The difference in uninsured rates in states that have embraced the Affordable Care Act and those that have not became even starker in 2014, according to new results from the Gallup-Healthways Well-Being Index.
The difference in uninsured rates in states that have embraced the Affordable Care Act and those that have not became even starker in 2014, according to new results from the Gallup-Healthways Well-Being Index.
Since the healthcare law’s requirement for individuals to have health insurance took effect at the beginning of 2014, the uninsured rates in Arkansas and Kentucky have dropped the most, by -11.1 and -10.6 percentage points, respectively. The uninsured rate in Kentucky is now below 10%.
“While a majority of Americans continue to disapprove of the Affordable Care Act, it has clearly had an impact in reducing the uninsured rate in the US, which declined to its lowest point in seven years by the last quarter of 2014,” according to Gallup. “This trend could be poised to continue, as 55% of Americans who remain uninsured plan to get health insurance rather than pay a fine.”
Of the 11 states to report the largest reductions in percentage of residents who are uninsured from 2013 to 2014, only Montana did not expand Medicaid and form a state exchange or a state-federal partnership.

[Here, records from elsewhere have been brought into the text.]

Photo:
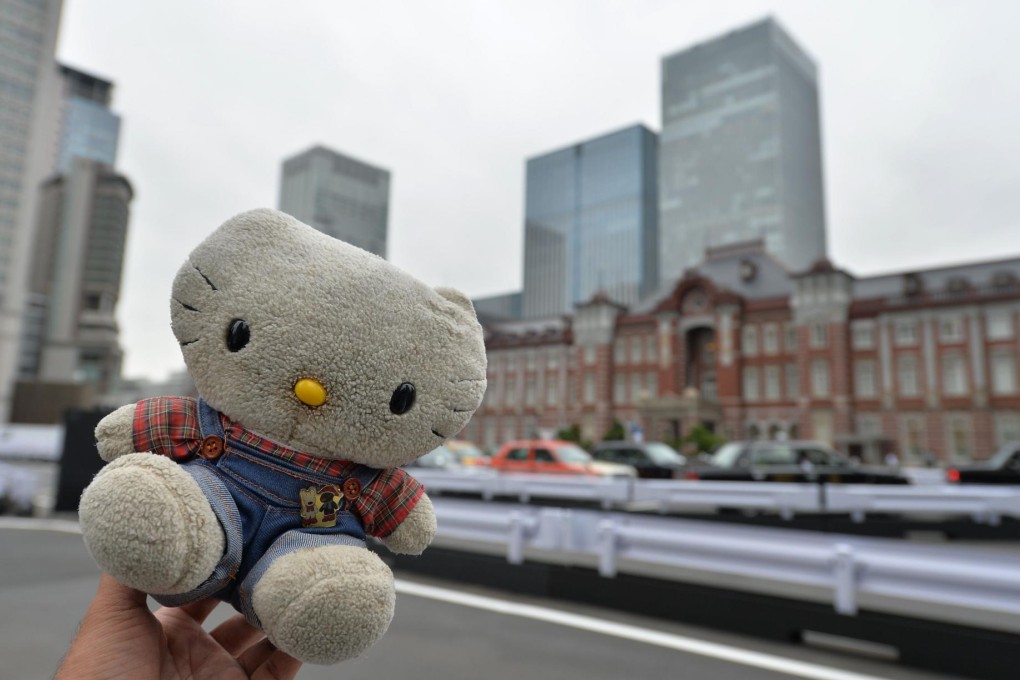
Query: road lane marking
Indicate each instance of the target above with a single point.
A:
(724, 652)
(647, 635)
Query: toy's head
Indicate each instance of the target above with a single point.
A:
(322, 347)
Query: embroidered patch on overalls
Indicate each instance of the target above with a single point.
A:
(319, 506)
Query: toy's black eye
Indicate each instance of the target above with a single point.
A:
(403, 399)
(238, 334)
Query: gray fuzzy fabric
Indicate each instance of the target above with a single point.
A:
(113, 434)
(322, 309)
(316, 308)
(147, 523)
(324, 605)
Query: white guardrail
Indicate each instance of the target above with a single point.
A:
(961, 584)
(984, 504)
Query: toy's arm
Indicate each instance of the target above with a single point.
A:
(113, 434)
(415, 533)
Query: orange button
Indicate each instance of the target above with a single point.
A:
(352, 488)
(212, 448)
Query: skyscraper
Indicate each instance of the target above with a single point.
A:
(29, 120)
(591, 222)
(740, 154)
(89, 128)
(338, 195)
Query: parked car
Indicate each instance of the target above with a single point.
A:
(791, 462)
(1002, 468)
(554, 457)
(652, 460)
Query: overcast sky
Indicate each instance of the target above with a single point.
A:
(920, 108)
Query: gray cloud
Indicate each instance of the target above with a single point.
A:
(918, 104)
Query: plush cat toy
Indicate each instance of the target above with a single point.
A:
(321, 368)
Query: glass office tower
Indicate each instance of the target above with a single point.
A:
(741, 150)
(90, 128)
(340, 196)
(591, 222)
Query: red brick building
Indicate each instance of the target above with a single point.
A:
(916, 362)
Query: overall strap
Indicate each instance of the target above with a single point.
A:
(208, 420)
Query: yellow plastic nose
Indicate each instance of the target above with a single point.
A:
(311, 393)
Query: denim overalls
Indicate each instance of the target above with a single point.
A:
(257, 499)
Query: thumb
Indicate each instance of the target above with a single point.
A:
(114, 595)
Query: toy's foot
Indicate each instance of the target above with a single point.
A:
(324, 605)
(147, 523)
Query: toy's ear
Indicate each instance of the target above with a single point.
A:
(457, 298)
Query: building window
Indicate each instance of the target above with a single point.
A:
(954, 375)
(552, 390)
(869, 424)
(819, 335)
(906, 332)
(791, 332)
(1007, 427)
(772, 393)
(636, 391)
(951, 329)
(793, 381)
(751, 383)
(819, 377)
(620, 388)
(863, 335)
(999, 324)
(821, 426)
(749, 341)
(907, 376)
(590, 388)
(652, 382)
(864, 379)
(770, 338)
(959, 437)
(912, 435)
(1004, 373)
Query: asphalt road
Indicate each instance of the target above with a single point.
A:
(47, 580)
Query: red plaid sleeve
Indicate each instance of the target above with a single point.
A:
(167, 426)
(388, 501)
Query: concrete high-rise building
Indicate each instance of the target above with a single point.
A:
(740, 152)
(30, 94)
(591, 222)
(338, 195)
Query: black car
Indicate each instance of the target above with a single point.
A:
(1003, 468)
(789, 462)
(653, 460)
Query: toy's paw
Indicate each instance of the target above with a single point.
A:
(324, 605)
(147, 523)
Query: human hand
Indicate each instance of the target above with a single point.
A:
(119, 637)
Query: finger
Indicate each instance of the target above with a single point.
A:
(279, 666)
(200, 610)
(255, 656)
(236, 634)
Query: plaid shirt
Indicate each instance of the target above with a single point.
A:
(169, 426)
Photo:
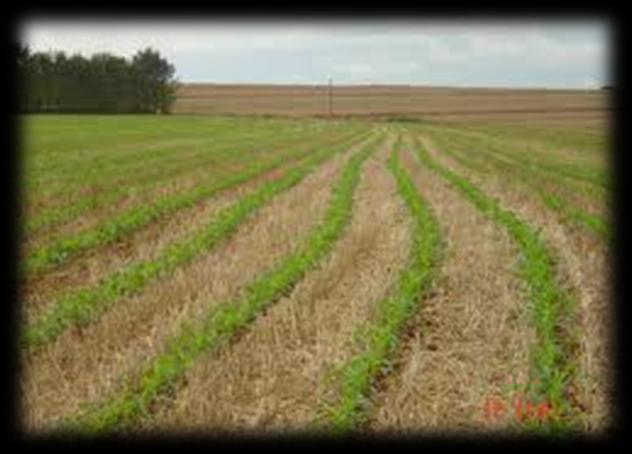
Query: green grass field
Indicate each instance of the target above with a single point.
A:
(229, 273)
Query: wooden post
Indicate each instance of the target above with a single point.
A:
(330, 98)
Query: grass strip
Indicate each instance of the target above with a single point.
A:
(163, 372)
(84, 305)
(133, 219)
(551, 307)
(229, 152)
(354, 379)
(568, 212)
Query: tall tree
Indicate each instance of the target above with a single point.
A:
(155, 85)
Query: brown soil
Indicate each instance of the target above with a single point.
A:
(273, 378)
(83, 366)
(472, 335)
(585, 268)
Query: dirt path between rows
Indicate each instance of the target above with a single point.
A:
(85, 365)
(273, 379)
(584, 267)
(471, 335)
(145, 244)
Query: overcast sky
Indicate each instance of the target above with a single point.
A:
(550, 54)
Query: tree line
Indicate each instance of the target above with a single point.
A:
(102, 83)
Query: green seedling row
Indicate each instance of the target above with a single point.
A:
(133, 219)
(551, 306)
(221, 323)
(354, 379)
(84, 305)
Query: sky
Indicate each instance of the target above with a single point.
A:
(531, 54)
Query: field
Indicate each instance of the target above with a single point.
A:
(402, 274)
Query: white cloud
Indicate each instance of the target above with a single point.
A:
(464, 53)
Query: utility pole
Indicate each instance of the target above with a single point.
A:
(330, 98)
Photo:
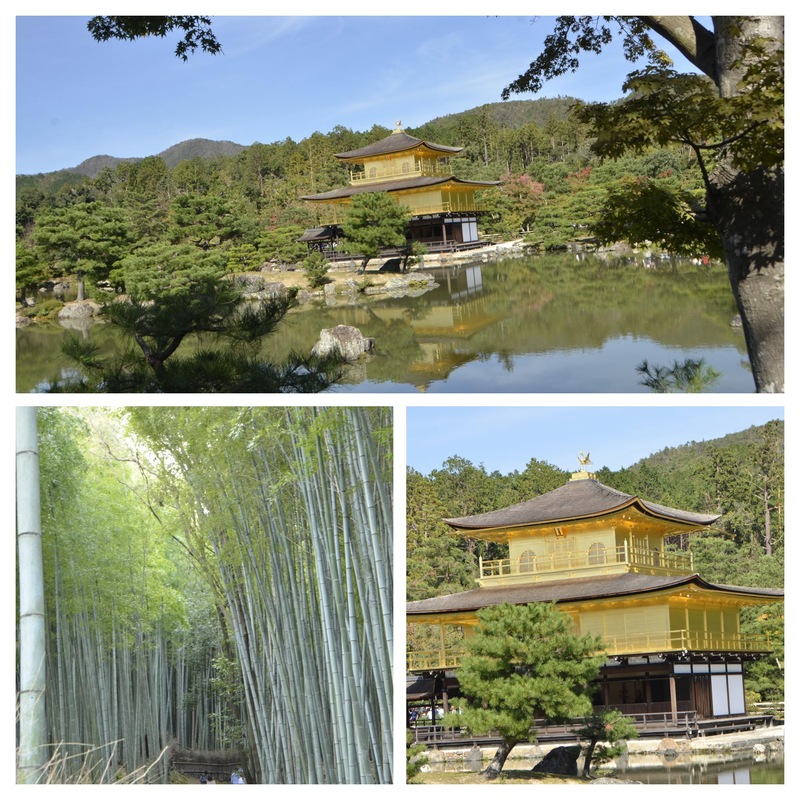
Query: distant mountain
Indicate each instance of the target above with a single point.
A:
(513, 113)
(507, 114)
(191, 148)
(692, 451)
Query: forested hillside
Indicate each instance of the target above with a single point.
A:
(245, 206)
(740, 476)
(217, 580)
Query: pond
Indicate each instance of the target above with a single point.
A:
(536, 324)
(694, 770)
(741, 771)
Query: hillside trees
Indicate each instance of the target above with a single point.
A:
(733, 121)
(87, 238)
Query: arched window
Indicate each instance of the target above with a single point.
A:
(597, 553)
(527, 561)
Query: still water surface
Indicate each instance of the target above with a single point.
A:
(543, 324)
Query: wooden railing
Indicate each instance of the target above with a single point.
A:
(396, 171)
(532, 566)
(640, 644)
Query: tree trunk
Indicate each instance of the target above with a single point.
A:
(747, 209)
(81, 285)
(499, 760)
(32, 719)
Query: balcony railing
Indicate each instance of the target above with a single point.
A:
(594, 559)
(616, 645)
(335, 213)
(421, 167)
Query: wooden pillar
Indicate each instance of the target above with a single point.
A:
(673, 698)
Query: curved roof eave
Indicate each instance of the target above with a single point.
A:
(578, 590)
(418, 182)
(576, 500)
(396, 142)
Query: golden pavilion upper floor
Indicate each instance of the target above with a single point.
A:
(604, 557)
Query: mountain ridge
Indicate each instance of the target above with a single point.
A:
(510, 114)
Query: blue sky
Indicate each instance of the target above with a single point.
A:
(278, 77)
(505, 438)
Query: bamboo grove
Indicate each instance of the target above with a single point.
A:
(217, 580)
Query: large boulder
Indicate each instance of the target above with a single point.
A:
(560, 761)
(344, 340)
(80, 309)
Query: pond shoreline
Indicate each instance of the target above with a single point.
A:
(761, 742)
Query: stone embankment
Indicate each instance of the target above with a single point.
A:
(760, 744)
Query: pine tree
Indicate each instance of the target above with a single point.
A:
(523, 663)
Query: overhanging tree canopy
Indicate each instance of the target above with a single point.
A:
(731, 116)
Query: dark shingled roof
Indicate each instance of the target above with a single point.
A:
(395, 143)
(574, 590)
(577, 499)
(420, 182)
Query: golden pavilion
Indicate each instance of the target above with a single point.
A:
(675, 648)
(417, 174)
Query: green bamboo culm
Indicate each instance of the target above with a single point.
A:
(32, 753)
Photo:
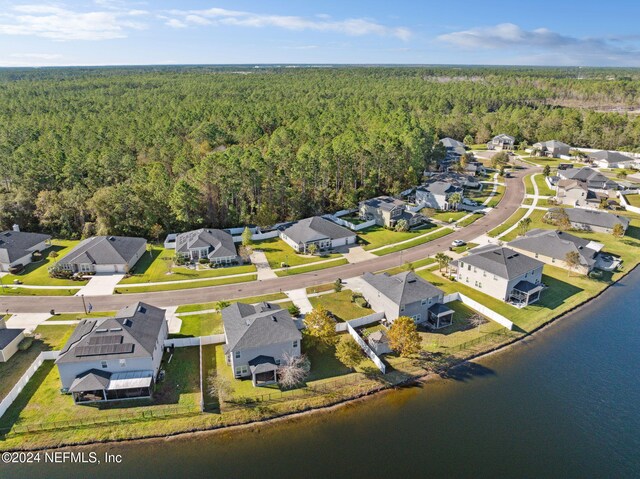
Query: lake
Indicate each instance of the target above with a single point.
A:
(562, 404)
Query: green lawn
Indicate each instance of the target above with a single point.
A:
(37, 274)
(340, 305)
(278, 252)
(79, 316)
(311, 267)
(187, 285)
(512, 220)
(41, 400)
(157, 266)
(377, 236)
(190, 308)
(418, 241)
(633, 200)
(205, 324)
(449, 216)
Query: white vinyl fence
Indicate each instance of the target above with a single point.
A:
(22, 382)
(365, 347)
(473, 304)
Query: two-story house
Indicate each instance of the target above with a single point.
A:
(215, 245)
(116, 358)
(257, 337)
(501, 273)
(406, 294)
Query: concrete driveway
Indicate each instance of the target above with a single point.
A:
(102, 284)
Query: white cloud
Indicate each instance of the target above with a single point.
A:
(58, 23)
(323, 23)
(543, 46)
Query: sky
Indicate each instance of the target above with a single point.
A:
(496, 32)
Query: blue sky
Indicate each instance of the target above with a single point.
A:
(118, 32)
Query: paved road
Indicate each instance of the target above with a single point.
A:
(513, 198)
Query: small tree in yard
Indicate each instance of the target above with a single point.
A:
(523, 225)
(618, 230)
(402, 226)
(294, 310)
(247, 237)
(572, 259)
(219, 386)
(443, 260)
(293, 370)
(349, 353)
(404, 337)
(321, 328)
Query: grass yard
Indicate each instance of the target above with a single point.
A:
(449, 216)
(187, 285)
(191, 308)
(37, 274)
(157, 266)
(418, 241)
(41, 400)
(512, 220)
(205, 324)
(278, 252)
(340, 305)
(377, 236)
(311, 267)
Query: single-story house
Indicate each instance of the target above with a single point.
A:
(215, 245)
(108, 359)
(104, 254)
(9, 340)
(17, 247)
(257, 337)
(437, 194)
(611, 159)
(502, 273)
(593, 220)
(406, 294)
(501, 142)
(552, 247)
(592, 178)
(316, 230)
(379, 342)
(552, 148)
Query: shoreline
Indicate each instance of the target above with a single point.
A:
(339, 404)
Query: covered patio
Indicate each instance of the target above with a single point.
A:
(264, 371)
(525, 293)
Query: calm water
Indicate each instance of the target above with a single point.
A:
(564, 404)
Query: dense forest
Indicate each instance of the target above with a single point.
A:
(138, 151)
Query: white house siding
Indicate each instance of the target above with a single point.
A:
(491, 284)
(11, 348)
(277, 351)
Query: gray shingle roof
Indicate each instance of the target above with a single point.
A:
(132, 333)
(501, 261)
(220, 242)
(402, 288)
(16, 244)
(105, 250)
(316, 228)
(556, 244)
(253, 326)
(596, 218)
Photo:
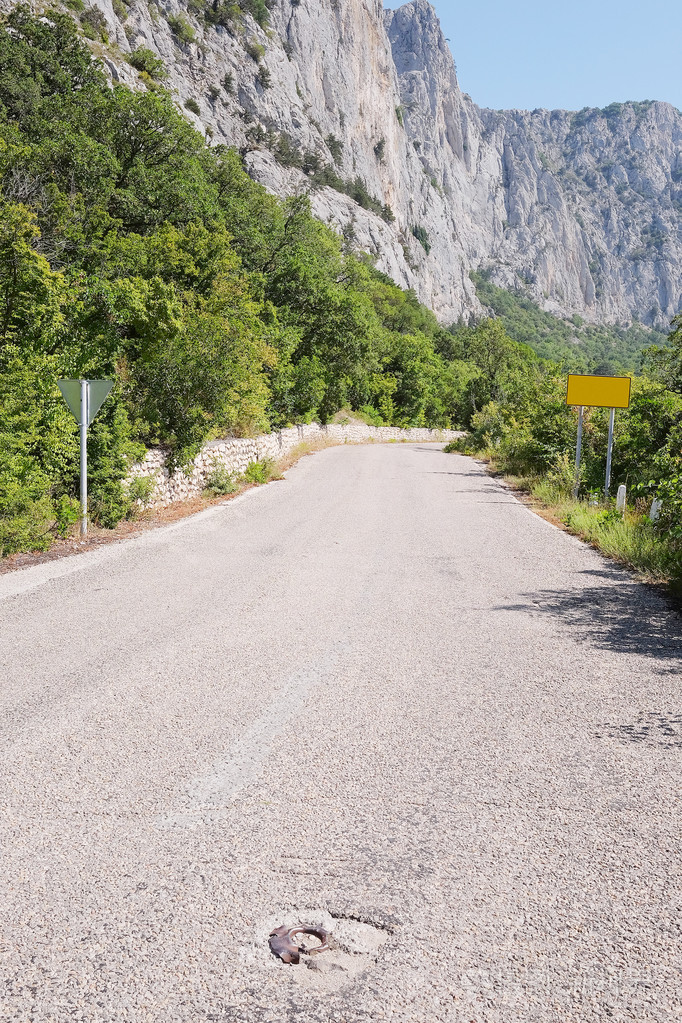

The nation’s uninsured rate fell from 17.3% to 13.8% with no states reporting a statistically significant increase in the percentage of uninsured—Kansas reported an increase of 1.9%. In the 21 states that chose to both expand Medicaid and set up their own state exchanges or partnerships in the health insurance Marketplace, the uninsured rate declined 4.8 percentage points compared to 2.7 percentage points in the 29 states that implemented 1 or neither of these parts of the healthcare law.
For the seventh consecutive year, Massachusetts reported the lowest uninsured rate (now at 4.6%). On the other end of the spectrum, Texas has maintained the highest uninsured rate for just as long (now 24.4%). However, this is the lowest percentage of uninsured to date for Texas.
“States that have implemented two of the law's core mechanisms—Medicaid expansion and state health exchanges—are seeing a substantially larger drop in the uninsured rate than states that did not take both of these actions,” Gallup’s analysis concluded. “Consequently, the gap in uninsured rates that existed between these two groups in 2013 nearly doubled in 2014.”